ECB Insight: In Which We Change Our October Call: Governing Council to Cut
30 September 2024
By David Barwick – FRANKFURT (Econostream) – Last Thursday we outlined a path for the European Central Bank’s Governing Council to cut interest rates in October rather than wait until December. Still, an October cut was, we wrote, ‘no given yet, though the odds have clearly risen.’
That has changed, and we now expect a cut.
Our analysis identified at least nine Council members likely to support such a move without needing any additional persuasion. We left open whether Chief Economist Philip Lane – and by likely extension President Christine Lagarde and Vice President Luis de Guindos – would also favour further easing.
We now feel that the potent combination of faster-than-expected disinflation and worse-than-expected activity has acquired a certain invincibility that leads us to discount a scenario in which a cut would depend mainly on how hard a minority of national central bank governors can push for one.
Rather, we would expect the preponderance of evidence to induce ECB leadership to support further easing, with the endorsement of at least some national central bank hawks, making a cut in October close to inevitable from the current perspective.
It is possible that the cut will not be quite everyone’s preferred option. Still, there are reasons not to exclude that it will garner overwhelming support.
One is the obvious attachment of policymakers of nearly all stripes to the now-teetering ideal of a soft landing. Another is the importance of economic activity for maintaining a healthy rate of inflation, an argument that should transcend hawk-dove lines, as hardly anyone would be keen to return to a lowflation environment.
It is worth noting that, against a backdrop similarly composed of diminished upside inflation risks and a slower-than-expected recovery, Sweden’s Riksbank justified its rate cut last Wednesday precisely by highlighting the link between economic activity and the desired level of inflation.
‘It is important in itself that economic activity strengthens, but it is also a necessary condition for inflation to stabilise close to the target’, the Swedish central bank said in what is likely to be a foretaste of ECB messaging. ‘Consequently, it is assessed that the policy rate can be cut at a faster pace than the Riksbank has previously communicated.’
Putting ourselves in the position of those who decide monetary policy in the euro area, we fail to see how, from a risk management perspective, an October cut would not appear clearly preferable, given the low cost of frontloading a future cut and the potentially high cost – in terms of economic pain and undershooting the inflation target – that a delay could entail.
In terms of communication, the ECB cannot be said to have created meaningful obstacles for itself to the option of an October cut. The very slight hints at the level of the Executive Board favouring December all date from the immediate aftermath of the Governing Council’s last monetary policy meeting, at which time there was no compelling reason to expect anything for another 12 weeks.

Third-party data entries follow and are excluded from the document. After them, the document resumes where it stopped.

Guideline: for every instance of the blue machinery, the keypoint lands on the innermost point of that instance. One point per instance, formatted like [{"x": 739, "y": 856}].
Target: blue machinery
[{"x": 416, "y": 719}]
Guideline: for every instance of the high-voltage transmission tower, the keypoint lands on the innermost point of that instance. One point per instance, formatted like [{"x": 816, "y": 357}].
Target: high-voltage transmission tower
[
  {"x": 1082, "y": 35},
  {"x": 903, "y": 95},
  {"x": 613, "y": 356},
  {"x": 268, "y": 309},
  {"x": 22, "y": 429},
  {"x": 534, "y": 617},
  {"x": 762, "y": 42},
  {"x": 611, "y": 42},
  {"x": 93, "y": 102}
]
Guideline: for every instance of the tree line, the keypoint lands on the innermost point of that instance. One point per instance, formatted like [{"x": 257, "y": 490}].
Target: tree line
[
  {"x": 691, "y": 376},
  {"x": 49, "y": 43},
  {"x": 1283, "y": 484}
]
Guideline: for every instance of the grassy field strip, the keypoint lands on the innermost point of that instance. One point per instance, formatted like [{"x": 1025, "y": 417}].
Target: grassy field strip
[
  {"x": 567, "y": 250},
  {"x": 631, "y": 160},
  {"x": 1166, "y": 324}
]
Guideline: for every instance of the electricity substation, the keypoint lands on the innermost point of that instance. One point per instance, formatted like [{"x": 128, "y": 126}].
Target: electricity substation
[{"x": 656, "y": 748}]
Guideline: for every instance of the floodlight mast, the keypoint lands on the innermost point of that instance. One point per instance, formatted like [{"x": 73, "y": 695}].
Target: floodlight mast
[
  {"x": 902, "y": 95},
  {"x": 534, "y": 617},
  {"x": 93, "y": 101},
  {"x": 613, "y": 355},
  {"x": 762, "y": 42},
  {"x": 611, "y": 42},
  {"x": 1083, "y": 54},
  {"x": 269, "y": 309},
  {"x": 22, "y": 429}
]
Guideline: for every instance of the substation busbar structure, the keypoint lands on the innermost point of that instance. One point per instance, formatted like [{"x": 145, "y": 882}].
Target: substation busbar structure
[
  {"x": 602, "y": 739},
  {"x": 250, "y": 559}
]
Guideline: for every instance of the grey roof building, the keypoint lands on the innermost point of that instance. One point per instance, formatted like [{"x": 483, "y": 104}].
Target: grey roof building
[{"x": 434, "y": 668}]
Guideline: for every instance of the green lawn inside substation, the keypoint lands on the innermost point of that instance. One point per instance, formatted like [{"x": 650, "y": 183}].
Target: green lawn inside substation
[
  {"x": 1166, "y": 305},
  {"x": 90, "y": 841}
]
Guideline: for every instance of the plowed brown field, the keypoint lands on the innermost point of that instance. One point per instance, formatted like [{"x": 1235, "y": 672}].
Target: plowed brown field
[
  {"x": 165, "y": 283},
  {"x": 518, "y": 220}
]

Even those who subtly flagged December generally left October entirely open. What for, if not to react to the potential changes?
As Lane said two weeks ago in a speech in Luxembourg, ‘if the incoming data indicate a sustained acceleration in the speed of disinflation or a material shortfall in the speed of economic recovery (with its associated implications for medium-term inflation), a faster pace of rate adjustment may be warranted’.
Or as Lagarde said three days before that, ‘if there is a significant change relative to our baseline, we’ll reassess.’
It remains only to be seen whether data yet to come corroborate the steadily increasing perception that indeed there has been a change, or even two, to borrow from Lane’s speech: both an acceleration of disinflation and a (further) delay in the recovery.
Here outsiders are condemned to remain partially in the dark until after the fact, which is the main reason we consider a cut not quite absolutely certain.
While some information, including the latest inflation figures, will be well publicised in advance, other data won’t even be at the disposal of Governing Council members until close to or during the meeting.
Much of the survey information will only be made generally available after the 17 October meeting, such as the Survey of Professional Forecasters (expected 18 October), or the Corporate Telephone Survey, in which the ECB gathers business intelligence from non‑financial companies (presumably to be shared in the Economic Bulletin some two weeks after the Governing Council has met).
However, a decision not to cut rates would probably require that the data that only the ECB has tell a very different story from that told by public information. And it is unlikely that non‑financial companies, for example, will have reported over the phone that in fact everything is going swimmingly and the gloomy PMIs were just wrong.
No one, as we wrote last Thursday, should think that the ECB will feel paralysed by any lack of information.
As Lane made clear in a speech in May, ‘the net interpretation of the incoming data at a non-projection meeting can result in several possible outcomes’, one of these being ‘a further boost to the level of confidence in the sustainability of convergence to the target and/or increased evidence of adverse economic side effects from the level of restriction’.
There should be little doubt, if developments up to today are not stunningly contradicted by incoming information over the next two and a half weeks, that this will be precisely the outcome of the ECB’s analysis on 17 October, and that the Governing Council will deem it appropriate to address this undesirable change in the environment by easing monetary policy further without delay, presumably by 25bp.